Regional councillor Justin Blaikie says the council currently has seven full electric vehicles (EV) and three plug in hybrid electric vehicles (PEHV). It also has a raft of 80 solar panels atop its Water St headquarters, installed three years ago, which help charge them.
Councillor Blaikie, who represents the council's Hokianga-Kaikohe constituency, says the NRC's foray into EV ownership began several years ago, driven both by the potential long-term financial savings – and environmental benefits – they offer.
He says the council's 20kW rooftop 'solar array' currently generates enough power to drive about 500 EV kilometres per day, cutting about $26,000 from the council's annual fuel bill. (To put the size of the roughly $50,000 array in perspective, a typical household solar system has a roughly 2kW capacity.)
Energywise NZ (EECA) estimates the cost of running an EV at the equivalent of around 30c a litre but like any asset purchase, you need to do your own sums and determine of an EV is right for you.
As advances in technology start to; reduce costs, increase the range of a battery charge and reduce the recharge time, an EV will become a more attractive and practical option for that next vehicle. Even at current prices, the cost of an EV can be more than offset by the annual savings in fuel and lower maintenance costs, especially if the annual distances covered are high.
While the range (on a battery charge) of an EV has been an issue for many of us, that is rapidly changing and the EV will soon be more than just an 'around town' option. The (more affordable) Renault Zoe now boasts a range of close to 300km on a single charge and the last time I looked you could source these new in NZ for around $40K. In addition, the number of rapid charging stations is increasing very quickly. Northland already has a number of public electric car charging stations, including several in Whangarei as well as at Kaiwaka, Dargaville and Kawakawa.
The Energy Efficiency and Conservation Authority (EECA) and national fast-charging network operator Charge.net.nz announced they will jointly fund a roughly $300,000 project to install five new charging stations in the Far North by mid-2018. Under a project dubbed ‘Northland’s Crimson Coast EV Highway’, the new stations will be installed in Kaikohe, Waipapa, Mangonui, Houhora and Waitiki Landing and will enable locals and tourists alike to travel the entire region in EVs.

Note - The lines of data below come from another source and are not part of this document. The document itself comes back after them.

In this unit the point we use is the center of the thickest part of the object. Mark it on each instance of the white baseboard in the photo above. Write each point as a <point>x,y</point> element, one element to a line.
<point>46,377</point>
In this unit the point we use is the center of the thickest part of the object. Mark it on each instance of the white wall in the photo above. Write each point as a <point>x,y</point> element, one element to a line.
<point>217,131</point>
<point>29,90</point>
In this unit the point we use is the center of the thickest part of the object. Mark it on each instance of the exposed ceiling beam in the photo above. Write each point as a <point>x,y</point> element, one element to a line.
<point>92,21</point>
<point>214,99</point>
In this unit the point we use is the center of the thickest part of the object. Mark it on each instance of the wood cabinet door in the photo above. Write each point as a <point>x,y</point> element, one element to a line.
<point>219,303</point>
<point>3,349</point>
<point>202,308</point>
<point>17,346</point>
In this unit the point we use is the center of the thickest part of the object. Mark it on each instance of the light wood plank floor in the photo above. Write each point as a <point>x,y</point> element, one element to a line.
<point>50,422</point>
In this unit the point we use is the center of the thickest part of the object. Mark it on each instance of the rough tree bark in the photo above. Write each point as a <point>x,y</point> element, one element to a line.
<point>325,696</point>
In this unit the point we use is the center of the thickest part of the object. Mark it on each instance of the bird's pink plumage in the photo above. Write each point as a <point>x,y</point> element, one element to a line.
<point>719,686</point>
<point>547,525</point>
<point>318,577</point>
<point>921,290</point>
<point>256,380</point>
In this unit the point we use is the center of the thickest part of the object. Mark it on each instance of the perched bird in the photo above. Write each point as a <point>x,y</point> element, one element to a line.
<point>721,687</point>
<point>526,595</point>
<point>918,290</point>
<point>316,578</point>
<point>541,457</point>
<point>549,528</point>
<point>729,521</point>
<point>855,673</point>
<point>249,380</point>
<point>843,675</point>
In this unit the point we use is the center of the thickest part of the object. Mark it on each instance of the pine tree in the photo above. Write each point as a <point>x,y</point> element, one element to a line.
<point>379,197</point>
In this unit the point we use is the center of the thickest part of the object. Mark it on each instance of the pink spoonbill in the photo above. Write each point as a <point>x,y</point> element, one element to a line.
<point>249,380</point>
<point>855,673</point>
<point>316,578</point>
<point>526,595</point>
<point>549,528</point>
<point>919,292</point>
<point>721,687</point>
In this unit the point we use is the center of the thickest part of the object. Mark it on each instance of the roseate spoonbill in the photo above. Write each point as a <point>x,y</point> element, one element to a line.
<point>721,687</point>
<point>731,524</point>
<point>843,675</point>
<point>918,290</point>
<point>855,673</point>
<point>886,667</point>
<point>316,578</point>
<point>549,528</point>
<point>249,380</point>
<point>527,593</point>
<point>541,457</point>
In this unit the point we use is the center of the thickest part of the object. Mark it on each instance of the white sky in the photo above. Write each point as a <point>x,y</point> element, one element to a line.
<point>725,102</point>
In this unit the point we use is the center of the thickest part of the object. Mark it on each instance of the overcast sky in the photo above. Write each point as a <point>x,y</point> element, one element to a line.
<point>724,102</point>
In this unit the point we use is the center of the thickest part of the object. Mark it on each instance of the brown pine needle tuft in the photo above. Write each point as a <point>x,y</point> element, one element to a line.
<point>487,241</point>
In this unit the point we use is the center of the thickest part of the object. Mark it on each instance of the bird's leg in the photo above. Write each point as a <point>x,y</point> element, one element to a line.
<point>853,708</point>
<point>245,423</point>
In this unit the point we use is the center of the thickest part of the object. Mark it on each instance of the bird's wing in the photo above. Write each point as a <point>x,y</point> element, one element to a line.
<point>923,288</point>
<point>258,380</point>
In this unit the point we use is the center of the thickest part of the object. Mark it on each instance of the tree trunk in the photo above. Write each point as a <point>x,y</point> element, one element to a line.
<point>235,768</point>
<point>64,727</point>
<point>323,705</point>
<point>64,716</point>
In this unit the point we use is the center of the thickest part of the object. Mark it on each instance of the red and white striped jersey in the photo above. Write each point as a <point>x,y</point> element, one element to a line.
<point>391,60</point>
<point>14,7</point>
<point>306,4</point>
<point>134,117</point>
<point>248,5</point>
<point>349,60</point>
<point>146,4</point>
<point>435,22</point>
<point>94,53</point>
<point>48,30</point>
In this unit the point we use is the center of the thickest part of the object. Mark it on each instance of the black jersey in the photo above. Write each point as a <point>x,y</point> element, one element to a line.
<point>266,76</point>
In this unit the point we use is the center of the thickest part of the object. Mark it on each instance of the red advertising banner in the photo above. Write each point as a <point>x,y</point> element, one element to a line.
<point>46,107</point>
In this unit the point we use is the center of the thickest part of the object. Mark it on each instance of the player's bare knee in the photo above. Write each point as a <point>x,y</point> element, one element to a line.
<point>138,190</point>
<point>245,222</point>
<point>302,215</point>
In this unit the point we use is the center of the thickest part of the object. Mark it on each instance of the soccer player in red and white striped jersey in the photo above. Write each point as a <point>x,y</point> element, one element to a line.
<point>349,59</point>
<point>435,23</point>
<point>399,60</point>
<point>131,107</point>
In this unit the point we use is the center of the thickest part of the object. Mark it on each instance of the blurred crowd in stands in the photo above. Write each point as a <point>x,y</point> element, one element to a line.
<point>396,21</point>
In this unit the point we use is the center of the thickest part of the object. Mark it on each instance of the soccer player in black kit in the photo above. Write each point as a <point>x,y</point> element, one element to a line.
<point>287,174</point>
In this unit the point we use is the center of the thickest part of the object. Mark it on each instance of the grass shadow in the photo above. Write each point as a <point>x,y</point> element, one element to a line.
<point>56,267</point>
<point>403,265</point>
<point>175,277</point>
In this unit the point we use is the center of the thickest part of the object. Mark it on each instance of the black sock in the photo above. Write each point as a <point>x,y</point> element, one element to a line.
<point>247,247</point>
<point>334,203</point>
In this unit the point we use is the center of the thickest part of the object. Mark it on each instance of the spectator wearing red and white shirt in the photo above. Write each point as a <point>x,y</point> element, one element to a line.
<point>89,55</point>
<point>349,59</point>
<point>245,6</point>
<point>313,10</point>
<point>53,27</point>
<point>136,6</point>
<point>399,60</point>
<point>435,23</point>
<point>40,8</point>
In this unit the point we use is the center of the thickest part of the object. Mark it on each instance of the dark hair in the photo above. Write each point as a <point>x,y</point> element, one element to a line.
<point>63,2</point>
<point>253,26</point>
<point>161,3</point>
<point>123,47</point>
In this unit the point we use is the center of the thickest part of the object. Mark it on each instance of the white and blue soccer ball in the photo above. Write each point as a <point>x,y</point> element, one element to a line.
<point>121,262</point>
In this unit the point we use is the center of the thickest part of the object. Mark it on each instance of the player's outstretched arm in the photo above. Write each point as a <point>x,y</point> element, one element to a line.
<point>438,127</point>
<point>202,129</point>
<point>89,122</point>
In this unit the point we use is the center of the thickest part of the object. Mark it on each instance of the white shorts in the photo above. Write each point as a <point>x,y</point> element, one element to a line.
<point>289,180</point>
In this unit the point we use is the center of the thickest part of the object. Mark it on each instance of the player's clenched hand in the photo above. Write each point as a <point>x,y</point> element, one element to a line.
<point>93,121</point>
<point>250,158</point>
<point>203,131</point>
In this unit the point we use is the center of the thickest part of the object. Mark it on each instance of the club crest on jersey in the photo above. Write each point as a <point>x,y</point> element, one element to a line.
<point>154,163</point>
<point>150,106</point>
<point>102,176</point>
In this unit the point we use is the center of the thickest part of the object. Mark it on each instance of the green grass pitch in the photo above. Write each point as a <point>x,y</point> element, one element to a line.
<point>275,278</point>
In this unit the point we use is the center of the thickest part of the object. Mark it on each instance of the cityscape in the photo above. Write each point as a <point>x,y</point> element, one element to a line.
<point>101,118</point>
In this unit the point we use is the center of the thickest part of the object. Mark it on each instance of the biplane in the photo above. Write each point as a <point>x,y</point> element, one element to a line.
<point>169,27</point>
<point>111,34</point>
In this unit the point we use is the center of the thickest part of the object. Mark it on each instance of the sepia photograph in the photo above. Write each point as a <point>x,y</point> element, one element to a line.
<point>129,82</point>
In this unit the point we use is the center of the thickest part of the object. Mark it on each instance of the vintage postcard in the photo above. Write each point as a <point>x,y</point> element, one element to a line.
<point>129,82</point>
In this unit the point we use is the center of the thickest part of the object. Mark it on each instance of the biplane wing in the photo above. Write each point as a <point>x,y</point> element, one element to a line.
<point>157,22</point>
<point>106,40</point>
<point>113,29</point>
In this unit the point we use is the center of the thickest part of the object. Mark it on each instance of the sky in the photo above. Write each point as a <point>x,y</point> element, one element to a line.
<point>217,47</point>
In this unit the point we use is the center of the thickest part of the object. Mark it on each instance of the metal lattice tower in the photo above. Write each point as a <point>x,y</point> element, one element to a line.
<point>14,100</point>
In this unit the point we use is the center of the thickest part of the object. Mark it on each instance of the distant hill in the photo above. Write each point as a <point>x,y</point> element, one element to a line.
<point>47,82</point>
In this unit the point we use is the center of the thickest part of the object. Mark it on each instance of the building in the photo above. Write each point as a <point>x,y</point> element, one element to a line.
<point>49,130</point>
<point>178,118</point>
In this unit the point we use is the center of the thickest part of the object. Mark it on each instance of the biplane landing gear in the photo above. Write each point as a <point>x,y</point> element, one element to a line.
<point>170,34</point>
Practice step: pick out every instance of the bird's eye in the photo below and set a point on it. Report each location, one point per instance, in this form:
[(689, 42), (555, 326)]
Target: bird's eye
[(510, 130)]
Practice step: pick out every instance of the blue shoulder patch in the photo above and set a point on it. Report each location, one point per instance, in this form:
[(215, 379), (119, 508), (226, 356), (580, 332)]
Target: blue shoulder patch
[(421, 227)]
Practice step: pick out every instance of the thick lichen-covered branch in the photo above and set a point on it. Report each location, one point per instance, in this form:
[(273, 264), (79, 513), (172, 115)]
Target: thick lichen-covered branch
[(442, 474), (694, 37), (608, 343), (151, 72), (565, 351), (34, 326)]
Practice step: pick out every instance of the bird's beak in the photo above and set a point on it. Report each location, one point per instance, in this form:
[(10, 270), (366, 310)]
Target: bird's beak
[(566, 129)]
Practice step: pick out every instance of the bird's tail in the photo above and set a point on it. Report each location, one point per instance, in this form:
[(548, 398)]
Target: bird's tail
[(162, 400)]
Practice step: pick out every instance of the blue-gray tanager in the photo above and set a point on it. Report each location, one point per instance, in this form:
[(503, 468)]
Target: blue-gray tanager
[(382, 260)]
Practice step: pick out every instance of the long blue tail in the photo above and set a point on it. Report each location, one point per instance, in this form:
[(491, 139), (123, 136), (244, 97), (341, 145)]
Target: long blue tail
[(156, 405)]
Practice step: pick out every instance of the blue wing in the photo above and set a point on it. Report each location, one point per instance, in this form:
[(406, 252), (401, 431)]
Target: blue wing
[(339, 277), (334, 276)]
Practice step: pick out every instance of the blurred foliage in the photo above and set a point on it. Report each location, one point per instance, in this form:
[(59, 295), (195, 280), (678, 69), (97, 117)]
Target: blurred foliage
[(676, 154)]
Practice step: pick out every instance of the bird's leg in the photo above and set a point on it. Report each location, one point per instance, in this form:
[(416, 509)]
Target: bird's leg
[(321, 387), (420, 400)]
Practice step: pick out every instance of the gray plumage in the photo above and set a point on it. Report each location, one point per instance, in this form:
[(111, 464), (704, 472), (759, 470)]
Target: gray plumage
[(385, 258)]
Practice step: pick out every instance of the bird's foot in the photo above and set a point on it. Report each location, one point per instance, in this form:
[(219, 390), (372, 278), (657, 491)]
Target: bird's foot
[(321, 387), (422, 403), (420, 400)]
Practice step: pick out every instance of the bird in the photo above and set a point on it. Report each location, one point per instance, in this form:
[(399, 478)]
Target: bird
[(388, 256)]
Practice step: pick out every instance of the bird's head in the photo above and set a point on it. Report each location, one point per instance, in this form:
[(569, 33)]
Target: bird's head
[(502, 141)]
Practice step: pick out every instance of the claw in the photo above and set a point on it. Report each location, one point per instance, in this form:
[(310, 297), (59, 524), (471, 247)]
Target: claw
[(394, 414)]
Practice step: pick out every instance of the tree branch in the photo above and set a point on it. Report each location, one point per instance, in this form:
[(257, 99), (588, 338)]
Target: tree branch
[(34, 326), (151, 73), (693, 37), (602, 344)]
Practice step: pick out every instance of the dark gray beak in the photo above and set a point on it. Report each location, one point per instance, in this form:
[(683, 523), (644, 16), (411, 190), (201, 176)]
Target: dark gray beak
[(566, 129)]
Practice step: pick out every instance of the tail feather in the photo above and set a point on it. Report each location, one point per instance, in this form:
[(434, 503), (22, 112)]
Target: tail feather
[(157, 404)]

There has been a noticeable increase in 'volume' on the EV news front this year. There have been announcements from both Governments and major auto manufacturers regarding deadlines for phasing out the product of fossil fuel powered vehicles, some of the timelines seem astonishingly short but then let's not forget that it was only 10 years ago that Apple introduced the Smartphone to the World.